Vince-
Whats the diffrence between a VU and a VS? Explain to me how a VU is 'general computing'. Whats the fundimental diffrence between a VU and the NV3x's new TCL front-end?
Explain to me why a 'general processor' like the EE or SH-4 can outpace the <quote> Hardwired <quote> solutions that you speak of that nVidia produced at the same time. Why does the EE utterly destroy the NV1x's TCL front-end?
ANSWER: Because it's throwing more tranistors at the problem. You [programmable] can maintain parity with a hardwired solution if you devote more resources [read logic] to the problem. This is simple. This is my point.
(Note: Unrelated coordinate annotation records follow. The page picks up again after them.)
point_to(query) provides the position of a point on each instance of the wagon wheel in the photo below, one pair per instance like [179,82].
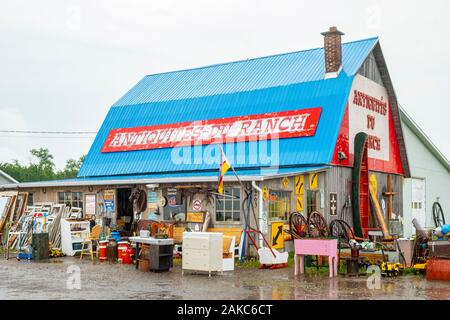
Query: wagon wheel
[438,215]
[317,226]
[341,229]
[298,225]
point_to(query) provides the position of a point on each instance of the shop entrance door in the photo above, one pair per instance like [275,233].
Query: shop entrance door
[418,202]
[124,209]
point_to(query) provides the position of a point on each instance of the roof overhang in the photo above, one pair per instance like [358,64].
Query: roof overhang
[256,175]
[8,177]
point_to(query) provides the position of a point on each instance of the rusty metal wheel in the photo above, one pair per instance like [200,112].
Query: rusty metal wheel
[298,224]
[317,225]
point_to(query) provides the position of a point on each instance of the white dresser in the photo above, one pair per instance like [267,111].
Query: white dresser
[202,251]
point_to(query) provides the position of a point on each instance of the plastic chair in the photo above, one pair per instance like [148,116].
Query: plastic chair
[93,238]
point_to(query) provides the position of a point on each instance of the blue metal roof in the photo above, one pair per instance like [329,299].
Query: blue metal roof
[269,84]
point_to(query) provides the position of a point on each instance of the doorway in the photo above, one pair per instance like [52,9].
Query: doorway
[418,202]
[124,210]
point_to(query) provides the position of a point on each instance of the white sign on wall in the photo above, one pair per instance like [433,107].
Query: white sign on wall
[368,111]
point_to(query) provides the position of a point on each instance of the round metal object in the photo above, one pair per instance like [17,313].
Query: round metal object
[317,225]
[438,215]
[298,224]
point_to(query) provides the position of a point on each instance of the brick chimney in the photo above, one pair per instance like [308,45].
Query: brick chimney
[333,52]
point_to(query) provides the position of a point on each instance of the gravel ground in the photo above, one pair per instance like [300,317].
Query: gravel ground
[25,280]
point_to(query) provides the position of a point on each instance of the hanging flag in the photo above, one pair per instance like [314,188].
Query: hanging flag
[224,167]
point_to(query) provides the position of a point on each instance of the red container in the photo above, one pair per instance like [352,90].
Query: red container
[102,250]
[438,269]
[122,250]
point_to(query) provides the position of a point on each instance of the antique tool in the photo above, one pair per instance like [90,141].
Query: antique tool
[390,194]
[438,215]
[378,211]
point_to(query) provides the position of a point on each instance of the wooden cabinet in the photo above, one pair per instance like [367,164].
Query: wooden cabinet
[202,251]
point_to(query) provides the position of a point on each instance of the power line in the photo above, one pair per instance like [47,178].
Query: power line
[47,132]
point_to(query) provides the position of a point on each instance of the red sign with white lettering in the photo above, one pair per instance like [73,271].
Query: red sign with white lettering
[267,126]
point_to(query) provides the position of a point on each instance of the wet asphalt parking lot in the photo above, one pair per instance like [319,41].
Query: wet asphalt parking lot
[58,279]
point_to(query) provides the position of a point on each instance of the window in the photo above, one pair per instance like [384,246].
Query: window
[279,205]
[71,199]
[30,200]
[228,206]
[313,201]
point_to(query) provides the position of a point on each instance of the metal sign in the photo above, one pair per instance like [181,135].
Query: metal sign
[265,193]
[195,217]
[197,205]
[277,235]
[275,125]
[299,182]
[333,204]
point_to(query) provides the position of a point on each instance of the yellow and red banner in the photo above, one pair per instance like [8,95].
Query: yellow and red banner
[224,167]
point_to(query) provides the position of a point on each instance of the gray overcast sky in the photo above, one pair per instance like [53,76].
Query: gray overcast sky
[64,63]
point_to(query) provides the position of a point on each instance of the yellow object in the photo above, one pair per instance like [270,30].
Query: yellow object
[93,238]
[373,182]
[299,185]
[313,181]
[277,235]
[420,266]
[378,211]
[224,167]
[230,232]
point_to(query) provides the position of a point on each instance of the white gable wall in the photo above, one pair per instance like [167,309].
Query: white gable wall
[426,166]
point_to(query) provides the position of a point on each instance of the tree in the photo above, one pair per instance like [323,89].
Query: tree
[43,170]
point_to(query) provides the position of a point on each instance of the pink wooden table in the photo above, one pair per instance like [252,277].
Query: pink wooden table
[316,247]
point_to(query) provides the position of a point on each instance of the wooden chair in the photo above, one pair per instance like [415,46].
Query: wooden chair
[93,238]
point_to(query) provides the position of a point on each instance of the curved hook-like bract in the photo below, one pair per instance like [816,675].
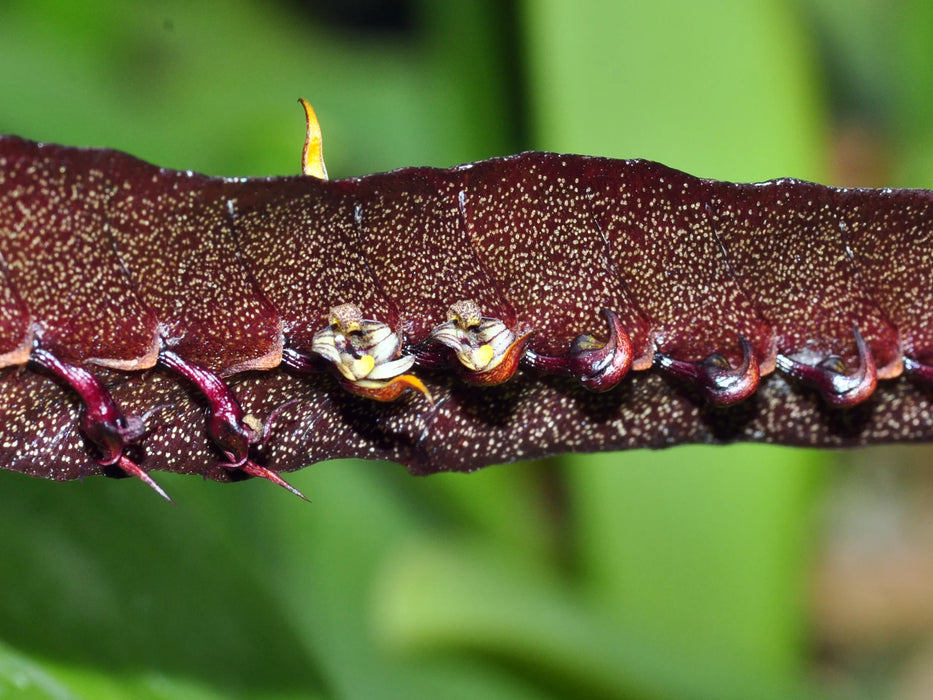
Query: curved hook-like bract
[512,308]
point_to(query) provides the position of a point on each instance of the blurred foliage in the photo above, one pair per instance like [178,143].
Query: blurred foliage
[650,575]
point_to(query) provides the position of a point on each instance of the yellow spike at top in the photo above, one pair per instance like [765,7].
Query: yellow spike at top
[312,155]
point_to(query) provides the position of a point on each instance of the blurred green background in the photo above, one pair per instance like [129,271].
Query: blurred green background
[684,573]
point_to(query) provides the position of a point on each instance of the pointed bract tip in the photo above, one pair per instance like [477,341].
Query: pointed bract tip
[261,472]
[131,468]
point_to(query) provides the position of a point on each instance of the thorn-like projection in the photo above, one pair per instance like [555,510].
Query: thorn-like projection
[229,428]
[598,365]
[715,378]
[829,377]
[919,370]
[367,354]
[101,421]
[486,348]
[312,155]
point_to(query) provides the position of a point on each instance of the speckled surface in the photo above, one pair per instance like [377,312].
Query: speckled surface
[108,255]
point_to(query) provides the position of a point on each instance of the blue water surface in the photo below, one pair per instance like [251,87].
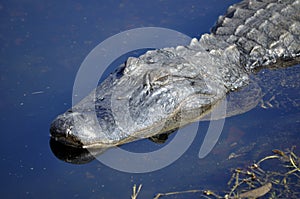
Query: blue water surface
[43,44]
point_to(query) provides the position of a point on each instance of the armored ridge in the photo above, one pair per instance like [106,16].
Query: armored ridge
[167,88]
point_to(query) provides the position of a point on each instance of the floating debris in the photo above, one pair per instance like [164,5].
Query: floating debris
[280,181]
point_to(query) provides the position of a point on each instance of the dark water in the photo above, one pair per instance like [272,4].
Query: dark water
[42,46]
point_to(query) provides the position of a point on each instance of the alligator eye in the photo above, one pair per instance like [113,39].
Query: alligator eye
[162,80]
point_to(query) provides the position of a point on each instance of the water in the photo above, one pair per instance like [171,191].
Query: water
[42,46]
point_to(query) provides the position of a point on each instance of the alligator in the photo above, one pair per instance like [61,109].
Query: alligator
[165,89]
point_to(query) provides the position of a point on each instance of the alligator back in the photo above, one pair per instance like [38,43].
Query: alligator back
[264,31]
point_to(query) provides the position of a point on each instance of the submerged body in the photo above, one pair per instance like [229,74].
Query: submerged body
[165,89]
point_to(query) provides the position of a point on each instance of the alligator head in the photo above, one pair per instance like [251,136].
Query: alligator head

Yet you fight it, over and over.
I guess to sum up my end of countering what you are saying, I see the GeForce1 as a better product in terms of graphics then the PS2(obviously the PS2 has the enormous benefit of being a fixed hardware platform which gives it a huge edge in real world situations). You keep wanting to look at narrowly defined areas and say that a CPU can compete in those particular areas. Let's throw eight million polys per second with trilinear, anistoropic, Dot3 and CubeMaps at the PS2 and see how it holds up. Carmack has stated that Doom3 was built around what was made possible with the GeForce1. Giants when it was ported over to the PS2 had to have downgraded graphics versus the DX7 build which ran very nicely on a GeForce1 at console resolutions. Obviously the game wasn't designed from the ground up around the PS2, else it would have eliminated many of the image enhancing features that the dedicated hardware offered and instead relied on increased poly counts.
The GeForce1 has advantages in certain areas despite the, according to you, 3x increase in complexity. Given fabrication advancements three times the transistor count and it still has shortcomings. Now why would I ever think that dedicated hardware would be better?
Thank you Lord!! Look at OGL and DX10+. The merger of the PS and VS is comming, architectures like the P10/9 are going to be the future.
And this means what to you? Let's see how a CPU enjoys trying to compute out the logic on early Z to reduce the amount of OD, loops back instructions that exceed the processors ability to handle in a single 'pass' and then deals with a BPU miscalc. SGI has viz machines with hundreds of MIPS processors already pushing out TFLOPS, and yet they rely on cutting edge dedicated hardware for their rasterization. Of course, they don't know nearly as much about 3D as Sony right?
Yep, what I'm advocating is that threw advanced lithography, you can increase the programmability of an architecture by a large amount while still maintining preformance parity with a comparable hardwired design. But, in order to do this, you must 'beat' Moore's Law - and thus to equal a hardwired design while maintaing flexibility - you must increase the usable transistor counts.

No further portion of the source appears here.